Cut to the 1950s, when Johnny is coaching the minor league Worcestor Boosters. A young African-American man named Tim shows up with a letter explaining that he's Johnny's son with Daisy, and Johnny recognizes a good arm when he sees it. But this is Tom Yawkey's Red Sox, and Yawkey has just turned down both Jackie Robinson and Willie Mays (who appears in a brief cameo).
The good intentions of Johnny Baseball, whose music and lyrics were written by two Boston locals, surface most endearingly during the frame to this bleak story, when beleaguered fans in the bleachers complain about their lives, marriages, and, of course, the game.
There are a few contenders here for the American Songbook. In Babe Ruth's show-stopping "Brotherhood of Bastards" we learn, contrary to the wisdom of Damn Yankees, that ball players do actually indulge in booze and sex. The wonderfully awkward "Worcester Boosters Fight Song" gives us three intensely spirited rural cheerleaders who will never dance with the stars; and the henchmen of Mr. Yawkey, who seem to have escaped from a production of Kiss Me Kate, deliver the endearingly cynical "Mr. Yawkey Has a Vision."
Most of the New-York based actors have Broadway backgrounds and deliver their lines and songs gracefully, though Stephanie Umoh's voice, calibrated somewhere between Ella Fitzgerald and Billie Holiday, transcends the general brassiness of show tune crooning in her torchy "Color Me Blue," and just about everything else she sings. That said, there is a particularly exasperating number towards the end, "Errors," that initiates a genre of song that I have never heard before and hope I never hear again: the race crimes expiation power ballad. In it, a man who has suffered from racial injustice that has effectively destroyed his life and the lives of his father and mother realizes that, since the current Red Sox line-up is much more diverse than it was forty years ago, he ought to get over a longstanding (and by no means resolved) legacy of hatred so that the Sox can win a World Series.
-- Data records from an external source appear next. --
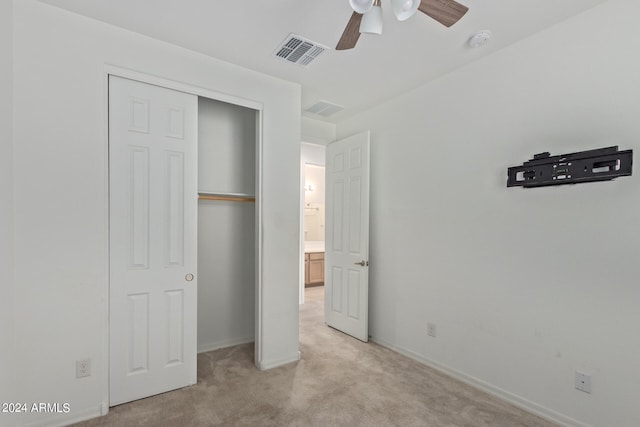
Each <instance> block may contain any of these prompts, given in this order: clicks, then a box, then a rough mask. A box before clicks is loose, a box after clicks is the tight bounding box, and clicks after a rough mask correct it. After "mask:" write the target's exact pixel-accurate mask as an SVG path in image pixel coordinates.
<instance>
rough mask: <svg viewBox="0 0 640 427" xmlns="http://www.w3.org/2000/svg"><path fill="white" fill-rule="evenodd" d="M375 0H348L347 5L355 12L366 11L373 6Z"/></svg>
mask: <svg viewBox="0 0 640 427" xmlns="http://www.w3.org/2000/svg"><path fill="white" fill-rule="evenodd" d="M374 1H375V0H349V6H351V9H353V10H354V11H355V12H358V13H367V12H368V11H370V10H371V8H372V7H373V3H374Z"/></svg>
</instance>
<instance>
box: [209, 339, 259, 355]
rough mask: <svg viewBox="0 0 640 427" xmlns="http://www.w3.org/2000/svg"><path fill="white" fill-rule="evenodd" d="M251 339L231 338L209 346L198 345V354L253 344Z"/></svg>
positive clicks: (210, 344) (211, 343) (212, 344)
mask: <svg viewBox="0 0 640 427" xmlns="http://www.w3.org/2000/svg"><path fill="white" fill-rule="evenodd" d="M253 340H254V338H253V337H244V338H233V339H230V340H222V341H217V342H214V343H209V344H202V345H198V353H206V352H208V351H213V350H219V349H221V348H226V347H233V346H234V345H240V344H248V343H250V342H253Z"/></svg>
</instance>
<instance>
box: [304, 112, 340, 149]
mask: <svg viewBox="0 0 640 427" xmlns="http://www.w3.org/2000/svg"><path fill="white" fill-rule="evenodd" d="M301 128H302V141H304V142H307V143H310V144H320V145H327V144H328V143H330V142H333V141H335V140H336V125H335V124H333V123H327V122H323V121H320V120H316V119H312V118H310V117H304V116H303V117H302V126H301Z"/></svg>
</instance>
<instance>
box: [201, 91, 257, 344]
mask: <svg viewBox="0 0 640 427" xmlns="http://www.w3.org/2000/svg"><path fill="white" fill-rule="evenodd" d="M255 154H256V111H255V110H251V109H249V108H245V107H240V106H236V105H231V104H228V103H224V102H219V101H214V100H211V99H205V98H200V99H199V100H198V163H199V164H198V189H199V192H211V193H234V194H238V193H240V194H251V195H254V194H255V175H256V174H255V164H256V161H255ZM255 208H256V206H255V203H247V202H230V201H211V200H200V201H199V203H198V351H200V352H202V351H210V350H214V349H216V348H221V347H227V346H230V345H235V344H240V343H245V342H252V341H253V340H254V333H255V324H254V323H255V322H254V312H255V302H254V299H255V286H254V283H255V269H254V264H255V256H254V252H255V250H254V249H255V247H256V245H255V241H256V236H255Z"/></svg>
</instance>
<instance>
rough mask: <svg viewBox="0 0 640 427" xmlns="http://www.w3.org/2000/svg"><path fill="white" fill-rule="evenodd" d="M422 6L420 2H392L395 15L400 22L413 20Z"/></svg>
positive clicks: (405, 0) (397, 1)
mask: <svg viewBox="0 0 640 427" xmlns="http://www.w3.org/2000/svg"><path fill="white" fill-rule="evenodd" d="M419 6H420V0H391V8H392V9H393V14H394V15H395V16H396V19H397V20H398V21H405V20H407V19H409V18H411V17H412V16H413V15H414V14H415V13H416V12H417V11H418V7H419Z"/></svg>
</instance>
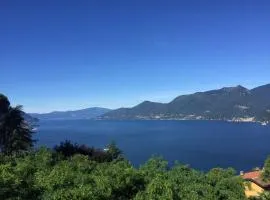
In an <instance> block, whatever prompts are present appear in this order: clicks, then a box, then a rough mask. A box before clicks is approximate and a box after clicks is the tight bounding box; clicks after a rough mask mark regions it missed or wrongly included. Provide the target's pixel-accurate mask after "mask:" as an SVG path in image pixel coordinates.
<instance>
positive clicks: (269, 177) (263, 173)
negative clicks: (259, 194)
mask: <svg viewBox="0 0 270 200" xmlns="http://www.w3.org/2000/svg"><path fill="white" fill-rule="evenodd" d="M262 176H263V179H264V180H265V181H270V156H269V157H268V158H267V159H266V161H265V163H264V170H263V173H262Z"/></svg>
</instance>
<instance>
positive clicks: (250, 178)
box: [242, 170, 270, 190]
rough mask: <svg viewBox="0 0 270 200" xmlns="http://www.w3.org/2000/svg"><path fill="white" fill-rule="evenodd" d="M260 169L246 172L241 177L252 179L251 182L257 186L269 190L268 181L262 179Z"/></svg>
mask: <svg viewBox="0 0 270 200" xmlns="http://www.w3.org/2000/svg"><path fill="white" fill-rule="evenodd" d="M261 173H262V172H261V171H260V170H258V171H252V172H247V173H244V174H243V175H242V177H243V179H245V180H247V181H252V182H253V183H255V184H257V185H258V186H260V187H262V188H264V189H266V190H270V181H267V182H265V181H263V180H262V178H261Z"/></svg>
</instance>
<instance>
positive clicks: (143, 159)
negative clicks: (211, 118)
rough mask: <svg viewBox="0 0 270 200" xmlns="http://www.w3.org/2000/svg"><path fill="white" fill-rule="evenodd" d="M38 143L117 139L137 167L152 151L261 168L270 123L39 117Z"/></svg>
mask: <svg viewBox="0 0 270 200" xmlns="http://www.w3.org/2000/svg"><path fill="white" fill-rule="evenodd" d="M39 125H40V126H39V127H38V133H37V134H36V135H35V137H36V138H37V139H38V142H37V145H46V146H48V147H53V146H54V145H56V144H59V143H60V142H61V141H64V140H66V139H67V140H72V141H74V142H77V143H79V144H87V145H90V146H95V147H99V148H104V147H105V145H106V144H108V143H109V142H110V141H112V140H113V141H115V142H116V143H117V145H118V146H119V147H120V148H121V149H122V150H123V152H124V154H125V157H126V158H127V159H129V160H130V161H131V162H132V163H133V164H134V165H135V166H138V165H140V164H142V163H144V162H145V161H146V160H147V159H148V158H149V157H150V156H151V155H162V156H163V157H164V158H165V159H166V160H168V161H169V162H170V163H173V161H175V160H178V161H180V162H181V163H185V164H189V165H190V166H191V167H193V168H196V169H199V170H208V169H210V168H213V167H224V168H225V167H233V168H235V169H236V170H238V171H239V170H250V169H252V168H254V167H257V166H258V167H261V166H262V165H263V162H264V160H265V159H266V157H267V155H269V154H270V126H261V125H260V124H256V123H230V122H221V121H94V120H69V121H61V120H58V121H40V122H39Z"/></svg>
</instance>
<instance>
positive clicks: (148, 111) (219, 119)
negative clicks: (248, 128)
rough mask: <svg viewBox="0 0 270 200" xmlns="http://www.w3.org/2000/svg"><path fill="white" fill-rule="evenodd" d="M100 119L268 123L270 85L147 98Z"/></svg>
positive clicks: (105, 114)
mask: <svg viewBox="0 0 270 200" xmlns="http://www.w3.org/2000/svg"><path fill="white" fill-rule="evenodd" d="M100 118H101V119H197V120H231V121H261V122H265V121H269V120H270V84H268V85H263V86H260V87H256V88H254V89H251V90H249V89H247V88H245V87H243V86H241V85H238V86H236V87H224V88H221V89H217V90H210V91H206V92H197V93H194V94H190V95H181V96H178V97H176V98H175V99H174V100H172V101H171V102H169V103H157V102H150V101H144V102H142V103H141V104H139V105H137V106H135V107H132V108H120V109H117V110H113V111H110V112H108V113H105V114H104V115H102V116H101V117H100Z"/></svg>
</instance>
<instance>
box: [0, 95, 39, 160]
mask: <svg viewBox="0 0 270 200" xmlns="http://www.w3.org/2000/svg"><path fill="white" fill-rule="evenodd" d="M1 98H2V100H1V101H0V103H1V104H2V105H1V107H2V108H1V111H2V113H1V117H0V151H1V152H2V153H4V154H9V155H10V154H13V153H21V152H23V151H26V150H29V149H30V148H31V147H32V146H33V143H34V140H33V139H32V135H33V133H34V132H33V127H32V126H31V125H30V124H29V123H27V122H26V121H25V119H24V112H23V111H22V106H16V107H11V106H9V102H8V103H7V102H6V100H5V99H4V100H3V97H1ZM6 106H8V107H7V108H6Z"/></svg>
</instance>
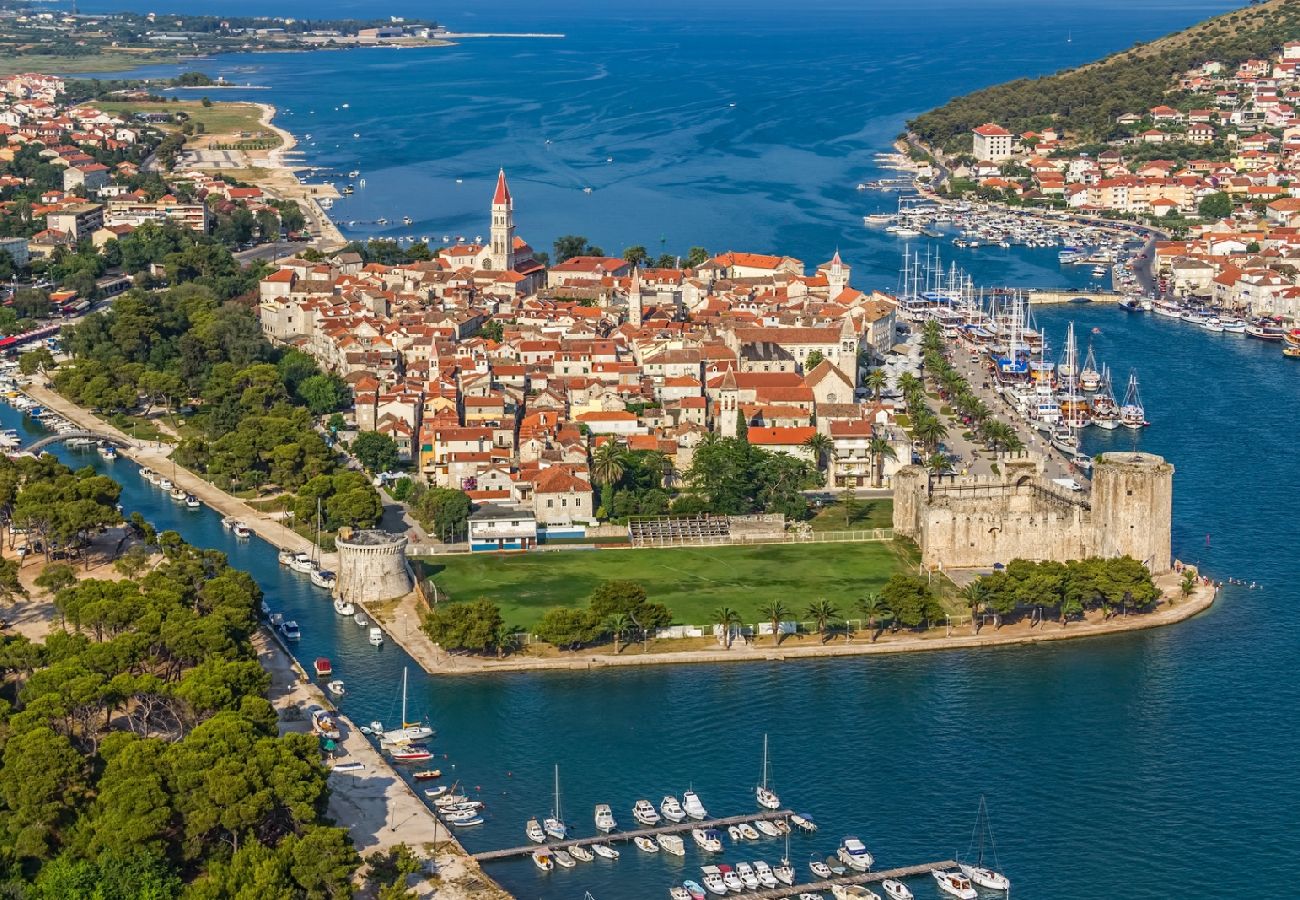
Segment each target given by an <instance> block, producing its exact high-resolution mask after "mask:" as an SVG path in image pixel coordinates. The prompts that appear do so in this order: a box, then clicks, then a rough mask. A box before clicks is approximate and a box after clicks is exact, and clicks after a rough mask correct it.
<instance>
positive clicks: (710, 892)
mask: <svg viewBox="0 0 1300 900" xmlns="http://www.w3.org/2000/svg"><path fill="white" fill-rule="evenodd" d="M699 871H701V873H703V875H702V879H703V882H705V888H706V890H707V891H708V892H710V893H727V886H725V884H724V883H723V873H722V870H719V869H718V866H701V869H699Z"/></svg>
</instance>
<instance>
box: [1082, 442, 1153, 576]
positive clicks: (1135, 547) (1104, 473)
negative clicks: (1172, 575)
mask: <svg viewBox="0 0 1300 900" xmlns="http://www.w3.org/2000/svg"><path fill="white" fill-rule="evenodd" d="M1173 518H1174V467H1173V464H1170V463H1167V462H1165V459H1164V458H1162V457H1157V455H1156V454H1152V453H1125V451H1119V453H1104V454H1101V458H1100V459H1099V460H1097V462H1096V464H1095V466H1093V470H1092V542H1091V545H1092V553H1093V554H1096V555H1099V557H1123V555H1128V557H1132V558H1134V559H1136V561H1139V562H1143V563H1147V567H1148V568H1151V571H1152V572H1153V574H1154V575H1160V574H1162V572H1167V571H1169V568H1170V542H1171V535H1173Z"/></svg>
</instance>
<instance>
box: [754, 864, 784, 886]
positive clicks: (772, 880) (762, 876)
mask: <svg viewBox="0 0 1300 900" xmlns="http://www.w3.org/2000/svg"><path fill="white" fill-rule="evenodd" d="M754 877H755V878H757V879H758V883H759V884H761V886H763V887H776V886H777V884H779V883H780V882H777V880H776V875H774V874H772V866H770V865H767V862H766V861H764V860H755V861H754Z"/></svg>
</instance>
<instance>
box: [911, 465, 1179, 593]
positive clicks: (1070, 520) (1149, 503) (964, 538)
mask: <svg viewBox="0 0 1300 900" xmlns="http://www.w3.org/2000/svg"><path fill="white" fill-rule="evenodd" d="M997 467H998V470H1000V473H998V475H995V476H979V477H974V476H971V477H954V479H950V477H936V479H933V483H931V476H930V475H928V473H927V472H926V470H923V468H922V467H919V466H907V467H905V468H902V470H901V471H898V472H897V473H896V475H894V477H893V484H894V509H893V527H894V533H896V535H898V536H901V537H910V538H911V540H914V541H917V545H918V546H919V548H920V558H922V563H923V564H926V566H940V567H945V568H989V567H991V566H993V564H995V563H1004V564H1005V563H1009V562H1010V561H1011V559H1035V561H1044V559H1056V561H1058V562H1066V561H1069V559H1084V558H1088V557H1123V555H1128V557H1132V558H1134V559H1138V561H1139V562H1143V563H1145V564H1147V566H1148V567H1149V568H1151V571H1152V574H1154V575H1160V574H1164V572H1167V571H1169V570H1170V538H1171V520H1173V499H1174V467H1173V466H1171V464H1170V463H1167V462H1165V459H1162V458H1161V457H1157V455H1154V454H1149V453H1128V451H1122V453H1105V454H1102V455H1101V457H1100V458H1099V459H1097V460H1096V462H1095V466H1093V471H1092V489H1091V492H1078V490H1071V489H1069V488H1066V486H1062V485H1058V484H1056V483H1054V481H1052V480H1050V479H1048V477H1047V475H1045V468H1044V460H1043V458H1041V457H1040V455H1037V454H1028V453H1022V454H1002V455H1000V457H998V459H997Z"/></svg>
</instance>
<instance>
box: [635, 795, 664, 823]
mask: <svg viewBox="0 0 1300 900" xmlns="http://www.w3.org/2000/svg"><path fill="white" fill-rule="evenodd" d="M632 818H634V819H636V821H637V822H640V823H641V825H647V826H650V825H659V813H656V812H654V805H653V804H651V802H650V801H649V800H637V802H636V805H634V806H633V808H632Z"/></svg>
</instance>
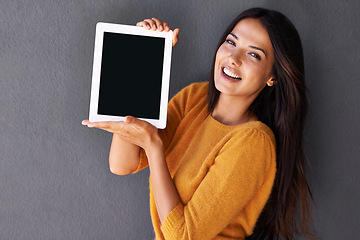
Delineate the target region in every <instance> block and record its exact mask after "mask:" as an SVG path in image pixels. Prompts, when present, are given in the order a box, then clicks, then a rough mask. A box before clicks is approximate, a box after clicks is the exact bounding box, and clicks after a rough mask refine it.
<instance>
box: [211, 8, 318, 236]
mask: <svg viewBox="0 0 360 240" xmlns="http://www.w3.org/2000/svg"><path fill="white" fill-rule="evenodd" d="M245 18H253V19H258V20H259V21H260V22H261V24H262V25H263V27H265V29H266V30H267V32H268V34H269V37H270V41H271V43H272V46H273V49H274V66H273V75H274V76H275V79H276V84H275V85H274V86H272V87H269V86H266V87H265V88H264V89H263V90H262V91H261V92H260V94H259V95H258V97H257V98H256V99H255V101H254V102H253V103H252V104H251V106H250V110H251V111H253V112H254V113H255V114H256V115H257V116H258V117H259V119H260V121H262V122H263V123H265V124H266V125H267V126H269V127H270V128H271V129H272V131H273V132H274V135H275V138H276V145H277V148H276V153H277V159H276V161H277V175H276V178H275V182H274V187H273V190H272V193H271V195H270V199H269V200H268V202H267V204H266V206H265V208H264V209H263V211H262V213H261V215H260V217H259V219H258V221H257V223H256V226H255V229H254V232H253V234H252V235H251V236H248V237H247V238H246V239H247V240H260V239H261V240H264V239H266V240H273V239H280V238H282V239H285V240H291V239H295V238H296V237H297V236H299V235H303V236H304V237H306V238H307V239H315V236H314V234H313V231H312V227H311V208H310V201H311V200H312V196H311V192H310V188H309V185H308V183H307V181H306V176H305V161H306V156H305V153H304V146H303V130H304V124H305V116H306V112H307V108H308V103H307V98H306V86H305V82H304V80H305V74H304V59H303V51H302V46H301V41H300V37H299V34H298V32H297V31H296V29H295V27H294V25H293V24H292V23H291V21H290V20H289V19H288V18H287V17H286V16H284V15H283V14H282V13H280V12H277V11H273V10H268V9H263V8H252V9H249V10H246V11H244V12H243V13H241V14H240V15H239V16H238V17H237V18H236V19H235V20H234V21H233V22H232V23H231V24H230V25H229V27H228V28H227V29H226V31H225V32H224V34H223V36H222V37H221V39H220V41H219V45H218V47H217V49H218V48H219V47H220V45H221V44H222V43H223V42H224V41H225V39H226V37H227V36H228V34H229V33H231V31H232V30H233V29H234V27H235V26H236V24H237V23H238V22H239V21H240V20H242V19H245ZM215 56H216V55H215ZM214 67H215V57H214V61H213V66H212V70H211V77H210V82H209V92H208V108H209V112H212V111H213V110H214V108H215V105H216V103H217V101H218V98H219V95H220V92H219V91H218V90H217V89H216V88H215V84H214Z"/></svg>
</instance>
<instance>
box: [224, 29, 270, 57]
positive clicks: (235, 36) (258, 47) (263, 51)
mask: <svg viewBox="0 0 360 240" xmlns="http://www.w3.org/2000/svg"><path fill="white" fill-rule="evenodd" d="M230 35H231V36H233V37H234V38H235V39H236V40H239V38H238V36H236V35H235V34H233V33H230ZM249 47H251V48H253V49H256V50H259V51H261V52H263V53H264V54H265V57H266V52H265V50H264V49H261V48H259V47H256V46H253V45H249Z"/></svg>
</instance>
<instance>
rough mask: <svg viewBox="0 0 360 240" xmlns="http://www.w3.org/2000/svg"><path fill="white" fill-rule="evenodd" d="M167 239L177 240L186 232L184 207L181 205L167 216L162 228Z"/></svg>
mask: <svg viewBox="0 0 360 240" xmlns="http://www.w3.org/2000/svg"><path fill="white" fill-rule="evenodd" d="M161 231H162V233H163V234H164V237H165V239H177V237H178V236H179V233H181V232H183V231H184V205H183V204H182V203H179V204H178V205H177V206H176V207H175V208H173V209H172V210H171V212H170V213H169V214H168V215H167V216H166V218H165V221H164V223H163V224H162V226H161Z"/></svg>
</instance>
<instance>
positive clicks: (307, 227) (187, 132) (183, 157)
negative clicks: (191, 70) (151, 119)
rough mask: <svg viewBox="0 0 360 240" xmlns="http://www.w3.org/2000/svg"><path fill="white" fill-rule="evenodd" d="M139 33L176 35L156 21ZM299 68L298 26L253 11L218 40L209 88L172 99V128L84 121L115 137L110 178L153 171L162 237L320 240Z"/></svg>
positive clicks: (187, 238) (244, 16)
mask: <svg viewBox="0 0 360 240" xmlns="http://www.w3.org/2000/svg"><path fill="white" fill-rule="evenodd" d="M137 25H138V26H141V27H144V28H147V29H149V30H150V29H151V30H154V31H155V30H158V31H169V29H170V28H169V27H168V24H167V23H164V22H162V21H160V20H158V19H156V18H153V19H146V20H144V21H142V22H139V23H138V24H137ZM173 32H174V34H173V45H175V44H176V42H177V40H178V37H177V36H178V33H179V30H178V29H175V30H174V31H173ZM303 64H304V63H303V57H302V47H301V42H300V38H299V36H298V34H297V31H296V29H295V28H294V26H293V25H292V23H291V22H290V21H289V20H288V19H287V18H286V17H285V16H284V15H283V14H281V13H279V12H276V11H271V10H267V9H261V8H255V9H249V10H247V11H245V12H243V13H241V14H240V15H239V16H238V17H237V18H236V19H235V20H234V21H233V22H232V23H231V24H230V26H229V27H228V28H227V29H226V31H225V33H224V34H223V36H222V38H221V39H220V42H219V45H218V48H217V52H216V55H215V58H214V61H213V67H212V71H211V77H210V81H209V82H208V83H207V82H205V83H194V84H191V85H190V86H188V87H186V88H184V89H183V90H181V91H180V92H179V93H178V94H177V95H176V96H175V97H173V98H172V99H171V101H170V102H169V105H168V119H167V127H166V129H164V130H157V129H156V128H155V127H153V126H152V125H151V124H149V123H147V122H144V121H141V120H139V119H136V118H134V117H126V119H125V122H120V123H119V122H101V123H90V122H89V121H83V124H84V125H87V126H89V127H97V128H101V129H104V130H106V131H109V132H112V133H113V141H112V144H111V150H110V157H109V164H110V169H111V171H112V172H113V173H115V174H120V175H123V174H129V173H135V172H138V171H140V170H142V169H144V168H145V167H149V168H150V212H151V217H152V222H153V226H154V231H155V235H156V239H166V240H169V239H174V240H175V239H176V240H181V239H184V240H185V239H201V240H206V239H257V240H260V239H262V240H263V239H269V240H272V239H279V238H282V239H286V240H290V239H295V238H297V235H304V236H305V237H306V238H307V239H315V238H314V236H313V234H312V231H311V226H310V220H311V219H310V216H311V214H310V207H309V201H310V196H311V195H310V190H309V188H308V185H307V181H306V178H305V173H304V169H305V166H304V160H305V157H304V151H303V135H302V134H303V128H304V118H305V114H306V109H307V101H306V94H305V89H306V88H305V83H304V67H303Z"/></svg>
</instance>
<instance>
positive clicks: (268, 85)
mask: <svg viewBox="0 0 360 240" xmlns="http://www.w3.org/2000/svg"><path fill="white" fill-rule="evenodd" d="M274 83H276V80H275V79H271V81H268V82H267V83H266V84H267V85H268V86H269V87H272V86H274Z"/></svg>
Now, I am all for audiences leaving the theater with a grin on their faces and a song in their hearts. But material this incendiary, and this important, needs to be handled with care, even if that means offending a few subscribers who would rather not fess up to the racial intolerance that has soured, and continues to sour, so many American institutions. The ART, and theater more broadly, has a special obligation to open up discussion intelligently and responsibly rather than knit it up in a product to bring to market. Johnny Baseball is clearly intended as a valentine to Boston, the new and old hometown of its prodigiously gifted director, Diane Paulus, a former Harvard undergraduate. But a far better valentine would fine-tune the attention of its audiences, perhaps unnerve them a little, and leave them with the greater gift of a challenge, a mission, and a sense that one of Boston's other legacies—its collective intelligence and openness to debate—has been engaged.